Discussion in 'Ag Futures' started by TraDaToR, Dec 13, 2011.
Long overdue. Those clowns should be charged under RICO.
Boo hoo hoo.
How is it NOT an uncompetitive and unfair trade practice that the Globex electronic trades were not computed into the exchange's settlement procedures up to this point in time ? Globex does over 75% of the grain volume but high and low-ball last second pit trades count trump that completely ?
OMG! I wasn't aware that clowns were a corrupt organization. They always look so happy and everything. I guess looks can deceive.
From that Chicago Tribune article: "The change in settlement rules "has caused a rapid, dramatic decrease in trades" for floor traders and "will eventually effectively eliminate the CBOT open outcry market for agricultural futures," according to the lawsuit."
Here's the real truth to the matter:
UPDATE 1-ABN AMRO to shut down grains desk on CBOT trading floor
Thu Sep 20, 2012 12:59pm EDT
* Five-person desk closing due to lack of business
* Desk to close Nov. 1
By Sam Nelson
CHICAGO, Sept 20 (Reuters) - Brokerage ABN AMRO Clearing Chicago LLC will shut down its grains desk on the trading floor of the Chicago Board of Trade on Nov. 1 due to a lack of pit trade business, the five members of the desk told Reuters on Thursday.
The team of four phone clerks and one runner primarily handled business from investors using the "open outcry" futures trading pits for transactions.
A spokesman for ABN AMRO in Chicago declined to comment.
"We're closing November first," one of the desk staffers said. "We were busy about five minutes after the open and about 10 minutes before the close but that was about it. The rest of the day there was no business."
Exponential growth of electronic trading has rapidly eroded trading volume in the once raucous CBOT grain trading floor futures pits, which have set global market benchmarks for everything from oats to corn for more than 160 years.
Floor trading of grain and soy complex options remains robust, but futures trading by old-school hand and verbal signals continues to fade.
In August, 96 percent of CBOT ag contracts were traded electronically, according to CBOT data. On Wednesday the share was 94 percent.

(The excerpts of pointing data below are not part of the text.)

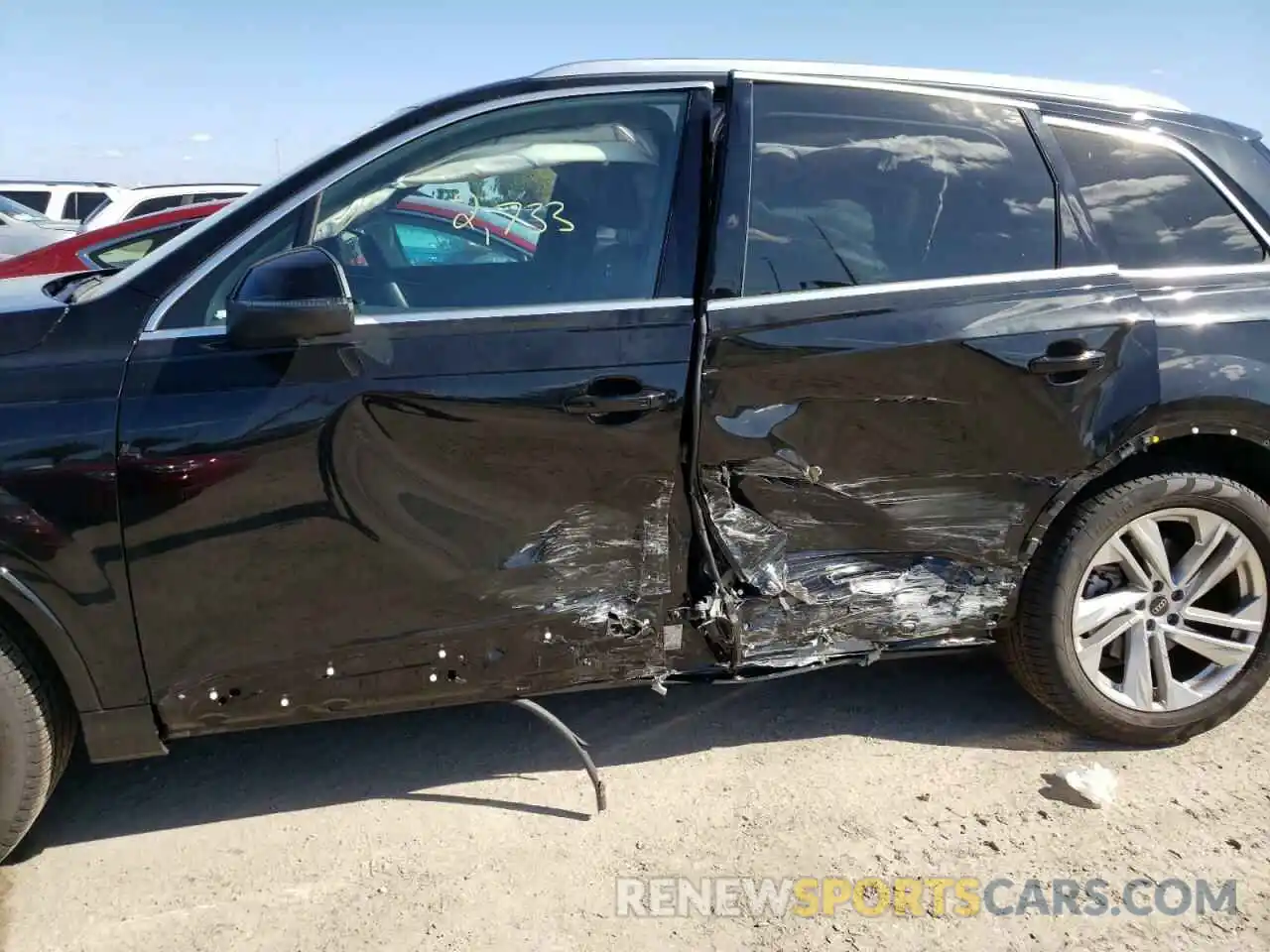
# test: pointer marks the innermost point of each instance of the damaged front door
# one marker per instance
(472, 495)
(903, 361)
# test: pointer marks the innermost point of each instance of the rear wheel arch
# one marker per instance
(1238, 452)
(1214, 447)
(37, 631)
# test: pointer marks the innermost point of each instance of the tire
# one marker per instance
(37, 734)
(1040, 652)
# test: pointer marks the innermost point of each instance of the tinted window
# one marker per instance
(80, 204)
(132, 249)
(154, 204)
(37, 200)
(857, 186)
(564, 200)
(1152, 207)
(443, 244)
(204, 303)
(576, 211)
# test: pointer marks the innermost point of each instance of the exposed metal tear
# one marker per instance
(815, 604)
(597, 565)
(758, 421)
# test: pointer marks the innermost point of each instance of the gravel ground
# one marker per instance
(472, 829)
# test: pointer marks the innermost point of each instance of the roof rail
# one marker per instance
(58, 181)
(1102, 94)
(198, 184)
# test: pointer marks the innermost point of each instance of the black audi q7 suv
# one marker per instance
(644, 372)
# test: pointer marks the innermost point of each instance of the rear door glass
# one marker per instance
(36, 200)
(862, 186)
(1152, 206)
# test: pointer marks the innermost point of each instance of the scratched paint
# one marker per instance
(595, 565)
(810, 604)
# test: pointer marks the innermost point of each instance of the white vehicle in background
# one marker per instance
(144, 199)
(58, 199)
(23, 229)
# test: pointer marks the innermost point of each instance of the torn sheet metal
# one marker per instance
(603, 567)
(817, 603)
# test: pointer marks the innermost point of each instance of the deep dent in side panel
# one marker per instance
(593, 580)
(597, 565)
(817, 604)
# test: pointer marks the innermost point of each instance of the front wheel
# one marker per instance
(37, 733)
(1144, 620)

The ABN AMRO desk staff, who asked not to be named, were looking for jobs but said they were not optimistic there would be any openings on the trading floor.
"I'm taking a little time off and we'll see where I go from here," one said.
Managers, phone clerks and runners from other trading desks did not want to comment on the record about the closing of the ABN AMRO desk.
"It wouldn't be good for me to comment on another company or another desk, but yes the ABN AMRO desk is closing. We're still here and have heard nothing," a source at a competing company said. "As futures pit trade keeps shrinking, there is simply less need for a floor presence, fewer desks on the floor."
The ABN AMRO grains floor desk is well known among floor traders and news agencies as a reliable source of market information.
"I'm not so sure the CME is aware of the sociology and the news sharing that takes place on the floor, but everything is going electronically anyway," a trade source said.
ABN AMRO Clearing Chicago LLC is part of the Dutch bank ABN AMRO.
Penis envy. Clowns have big feet. You know hwat they say about big feet?
Charged with RICO? ... Wish ET had a "Like" button.
It's like the Berlin Wall coming down all over again.
"Three Chicago Board of Trade corn pit traders told an Illinois judge that their trading volume and profits have fallen since a change in end-of-day settlement pricing was imposed last year."